2 of 25 comments (clear)

  1. Re:No! by Jamie+Zawinski · · Score: 3

    These problems are not really new to the web -- they are present just as much in print media too. For example, you only know how many magazines you've sold, not how many people have read them. In print media we have learnt to live with these issues, using the data which are available, and it would be better if we did on the web too, rather than making up spurious numbers."

    But I'm told by people in the magazine business that the industry standard there is to assume that the number of readers is 5x the number of issues sold. Of course that will vary widely by magazine: but that's the ratio they all use when making readership claims in their rate cards.

    This is exactly the question the original poster was asking, but for the web: everybody knows that getting an exact answer is impossible, he's just looking for a rule of thumb.

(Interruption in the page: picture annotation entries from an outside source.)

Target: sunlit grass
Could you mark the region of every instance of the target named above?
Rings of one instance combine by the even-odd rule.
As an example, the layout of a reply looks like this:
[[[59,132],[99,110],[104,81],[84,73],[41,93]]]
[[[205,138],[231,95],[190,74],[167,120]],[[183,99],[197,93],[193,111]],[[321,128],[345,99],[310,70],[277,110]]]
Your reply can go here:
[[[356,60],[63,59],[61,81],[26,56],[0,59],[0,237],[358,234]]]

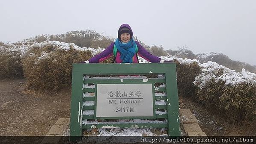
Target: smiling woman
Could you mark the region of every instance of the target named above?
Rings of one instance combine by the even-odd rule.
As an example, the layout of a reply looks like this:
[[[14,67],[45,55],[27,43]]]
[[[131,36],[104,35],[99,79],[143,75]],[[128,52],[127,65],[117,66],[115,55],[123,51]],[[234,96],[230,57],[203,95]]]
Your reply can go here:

  2. No! by Stephen · · Score: 3
    I am almost certain that there is no industry standard.

    One problem is that it would depend very much on the type of website and thus the type of users you had. If you have a B2B website, and most of your visitors are from companies, your (unique user):(unique IP) ratio will look very different to a site with mostly home visitors coming through large ISPs.

    The industry seems to be more concerned with developing more and more reliable versions of the half-hour timeout metric. Of course, they're chasing the wind. (And furthermore, all the different versions of their metric are then not comparable -- see this study from Xerox PARC (PDF, 228kb).)

    I leave you with this thought from my essay How the Web Works:

    "These problems are not really new to the web -- they are present just as much in print media too. For example, you only know how many magazines you've sold, not how many people have read them. In print media we have learnt to live with these issues, using the data which are available, and it would be better if we did on the web too, rather than making up spurious numbers."